I'm upgrading the brakes to C5 on the front and want to use the Camaro brakes in the rear. The question is, do those brakes match up with the mount on the one I have or do I need something else? Not much help over at the Chevelle forums, seeing as this rear isn't a hugely popular swap.

Thanks in advance.


----------



## PontiacJim (Dec 29, 2012)

Andy69 said:


> I'm actually building a 1969 Chevelle, but about 10 years ago a buddy gave me a limited slip rear end assembly that he thought was a B-O-P with 4.something gears. It was in the back yard of his mom's house and they were selling the house and he needed it out of there.
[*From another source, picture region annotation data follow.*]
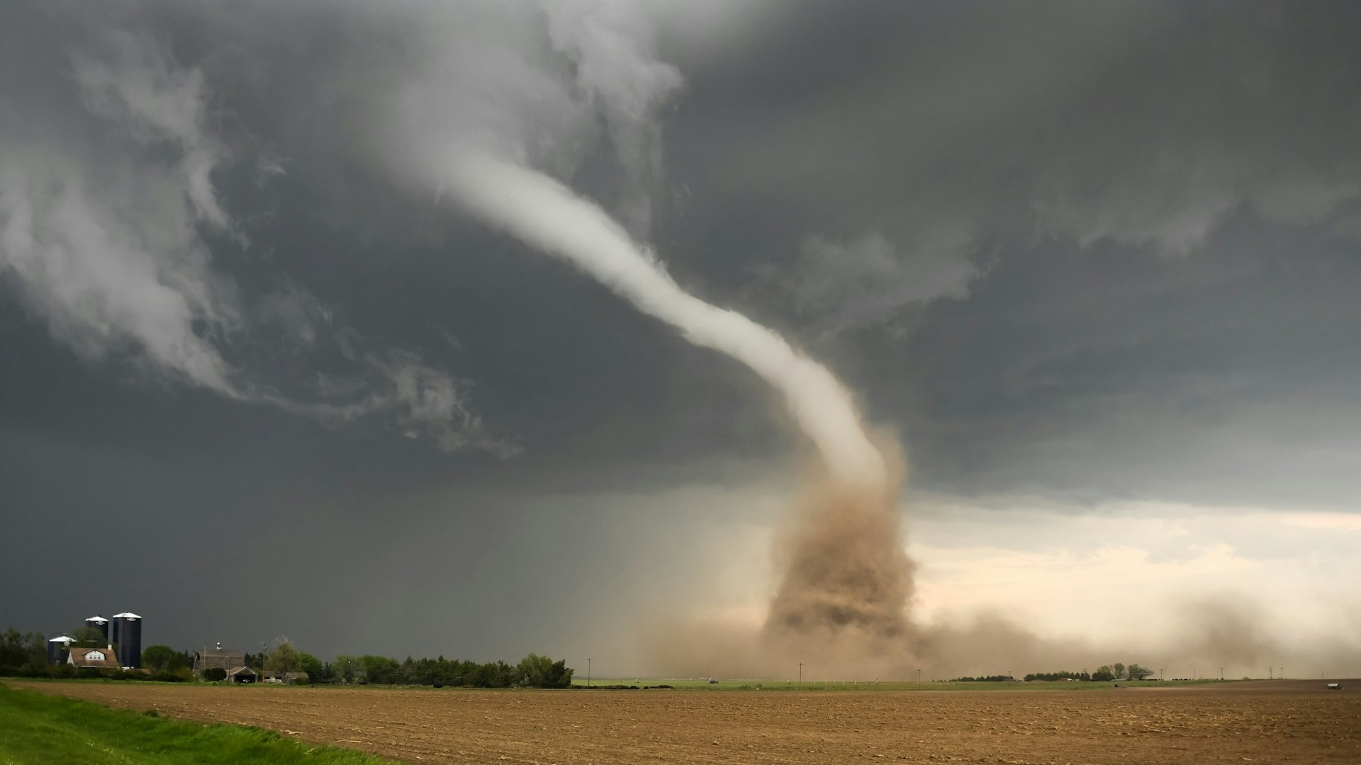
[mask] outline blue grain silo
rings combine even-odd
[[[113,615],[113,642],[118,647],[118,663],[142,668],[142,617],[132,611]]]

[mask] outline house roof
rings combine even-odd
[[[88,653],[99,653],[103,659],[87,659]],[[71,663],[76,667],[109,667],[113,670],[121,667],[118,655],[108,648],[72,648]]]

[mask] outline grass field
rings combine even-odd
[[[181,762],[381,765],[389,761],[304,743],[264,728],[170,720],[0,683],[0,765]]]

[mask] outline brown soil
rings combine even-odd
[[[920,693],[12,685],[407,762],[1361,762],[1361,682]]]

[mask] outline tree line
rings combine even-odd
[[[336,656],[324,664],[312,660],[304,666],[314,683],[357,685],[429,685],[434,687],[570,687],[572,667],[565,659],[554,662],[547,656],[529,653],[517,664],[470,660],[412,659],[404,662],[387,656]]]
[[[252,662],[256,662],[252,664]],[[476,662],[445,659],[412,659],[397,662],[387,656],[365,653],[340,655],[331,662],[298,651],[293,641],[280,637],[265,653],[246,655],[246,666],[260,671],[284,675],[305,672],[308,682],[346,685],[429,685],[434,687],[570,687],[572,668],[565,659],[554,662],[547,656],[529,653],[517,664],[505,662]]]
[[[1147,667],[1141,667],[1138,664],[1130,664],[1126,667],[1120,662],[1115,664],[1102,664],[1097,667],[1097,671],[1087,672],[1086,670],[1081,672],[1059,671],[1059,672],[1032,672],[1025,677],[1026,681],[1143,681],[1153,677],[1153,670]]]
[[[73,647],[103,645],[98,630],[82,625],[69,634],[78,641]],[[352,683],[352,685],[429,685],[436,687],[570,687],[572,667],[565,659],[553,660],[547,656],[529,653],[516,664],[505,662],[468,662],[457,659],[412,659],[404,662],[366,653],[363,656],[336,656],[332,662],[321,662],[316,656],[299,651],[286,637],[275,640],[268,651],[246,653],[245,664],[259,672],[306,674],[309,683]],[[0,634],[0,675],[10,677],[50,677],[50,678],[117,678],[152,679],[162,682],[182,682],[193,679],[193,655],[176,651],[169,645],[150,645],[142,652],[143,671],[94,670],[73,667],[67,663],[48,664],[48,638],[42,633],[20,633],[10,629]],[[220,677],[219,677],[220,675]],[[218,670],[204,679],[223,679],[226,670]]]

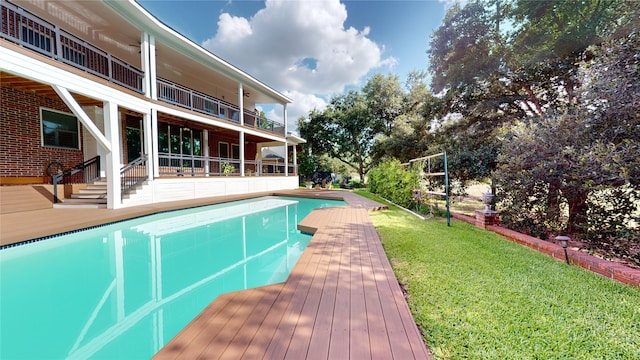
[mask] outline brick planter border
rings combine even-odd
[[[472,225],[475,225],[476,223],[476,219],[471,216],[453,212],[451,213],[451,215],[455,219],[470,223]],[[507,240],[550,255],[558,260],[565,260],[564,250],[560,245],[556,245],[554,243],[544,241],[533,236],[525,235],[517,231],[509,230],[498,225],[488,225],[486,226],[486,230],[495,232],[496,234],[501,235]],[[569,262],[575,266],[579,266],[581,268],[595,272],[624,284],[640,287],[640,270],[607,261],[599,257],[572,249],[567,249],[567,255],[569,257]]]

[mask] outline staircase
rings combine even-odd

Turns out it's a nodular with as near as I can tell 3.55 gears. Should work perfectly and all I had to do was drive to Wisconsin and load it up.
> 
> I'm upgrading the brakes to C5 on the front and want to use the Camaro brakes in the rear. The question is, do those brakes match up with the mount on the one I have or do I need something else? Not much help over at the Chevelle forums, seeing as this rear isn't a hugely popular swap.
> 
> Thanks in advance.



In the upper right hand corner you will see a search box "Google Custom Search" which can search past discussions. Type in "disc brakes for 10-bolt rear end" and you pull up some possible answers.

You can purchase a kit. I found this set-up for the 10-bolt and C5: KORE3 Industries LLC: On and Off-Road Performance Automotive Components


----------



## Andy69 (Nov 18, 2019)

This isn’t my first rodeo - I’m aware of the search box, but didn’t find anything that helped. One thread asked the same question but had no replies.

My question has been answered by comparing the bolt pattern on mine with a friend’s Chevy 12 bolt. The Camaro brakes should bolt right up, but it looks I’ll have to remove the axle and possibly the bearing to be able to install the backing plate.

Anyway, hope this info helps someone.


----------



## cij911 (Oct 25, 2017)

Fronts and rears will work. There is a great video I used as a reference or you can search my restoration thread as I think I addressed a few of your questions. Hands down the best modification I have done to the GTO so far, with coilovers being second. The car can be properly driven and driven safely.


----------